Chiesa radicata, dove ci sono le istituzioni, la cultura, le culture delle
nostre patrie, delle nazioni europee, già impregnate dei comuni elementi
cristiani, ma il problema di una nuova evangelizzazione esiste. E questo
problema della nuova evangelizzazione dell’Europa per i diversi Paesi e nazioni
europei pone, allo stesso tempo, il problema della nuova inculturazione. Se si
vogliono tirare fino alla fine le conseguenze di tutto quello che ho detto circa
la richiesta dei miei giovani amici – due, una signorina ed un giovane signore
che hanno preceduto il mio discorso –, noi cristiani in Europa, in Italia, siamo
e dobbiamo essere impegnati in una nuova inculturazione. Non possiamo soltanto
ripetere: ma noi abbiamo questa grande cultura cristiana, la si vede
dappertutto. Si, si vede, ma il problema è questo: per che cosa si vede la
cultura o i monumenti della cultura? Per l’evangelizzazione non bastano i
monumenti di una evangelizzazione già compiuta in passato. Per la nuova
evangelizzazione ci vuole una nuova inculturazione, non monumenti del passato,
ma cultura contemporanea, cultura dei nostri contemporanei, cultura delle nostre
odierne istituzioni, cultura della nostra scienza contemporanea che è molto
diversa da quella scienza medioevale, anche se essa aveva già in sé le
prospettive dell’oggi, basta pensare ad esempio a Copernico e a tanti altri.
Allora: come di questa cultura, di questa cultura europea – che attraverso i
progressi intellettuali, culturali, scientifici si è staccata, anzi
programmaticamente staccata dal cristianesimo, dalla fede, come con questa
cultura, fare una nuova inculturazione per realizzare una vera nuova
evangelizzazione? Ecco il problema degno di questa città, di questo ambiente.

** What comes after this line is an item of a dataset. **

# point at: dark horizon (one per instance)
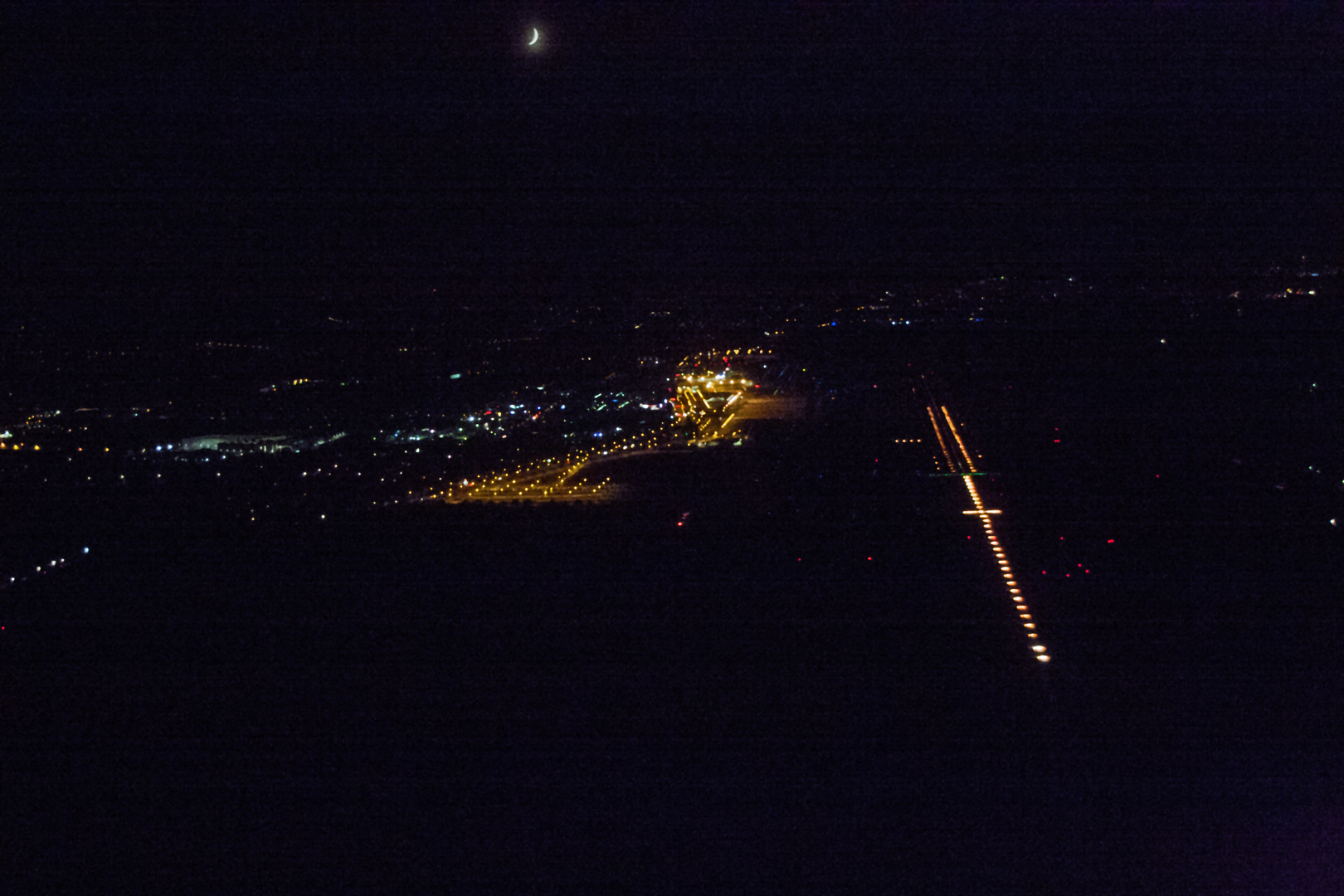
(199, 156)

Circa questo problema pensano i pastori, i Vescovi, i teologi, i sacerdoti, ma
oggi viviamo una Chiesa, la stessa ed al contempo altra, che dà di sé una nuova
autodefinizione: la Chiesa del Popolo di Dio, la Chiesa in cui, come nei tempi
apostolici, si parla dell’apostolato comune di ogni cristiano. Allora siamo
tutti responsabili di questa nuova evangelizzazione, non soltanto gli
ecclesiastici – ed occorre dire che nella nostra epoca il loro numero è
insufficiente ed il problema delle vocazioni si pone anche negli ambienti
universitari -: tutti siamo impegnati o almeno chiamati ad essere impegnati nel
processo della nuova evangelizzazione che vuole dire nuova inculturazione, che
certo sarà diversa da quella medioevale, per esempio in quanto gli elementi sono
diversi e forse sarà più difficile. Ma quanto più difficile, tanto maggiore sarà
la sfida.
Allora vorrei lasciare voi giovani con questa sfida di una nuova
evangelizzazione, di una nuova inculturazione. Mi avete domandato: cosa dobbiamo
fare? Io vi ho detto alcuni elementi soprattutto se si tratta del piano globale
di ciò che si deve fare, che dovete fare voi, i cristiani dell’incipiente terzo
millennio. Voi dovete realizzare questa nuova evangelizzazione che vuole dire
nuova inculturazione dell’Europa.
Allora se vi chiederanno che cosa ha detto il Papa, dovete rispondere: il
Papa ha letto un discorso e dopo ha fatto un altro discorso sul suo discorso.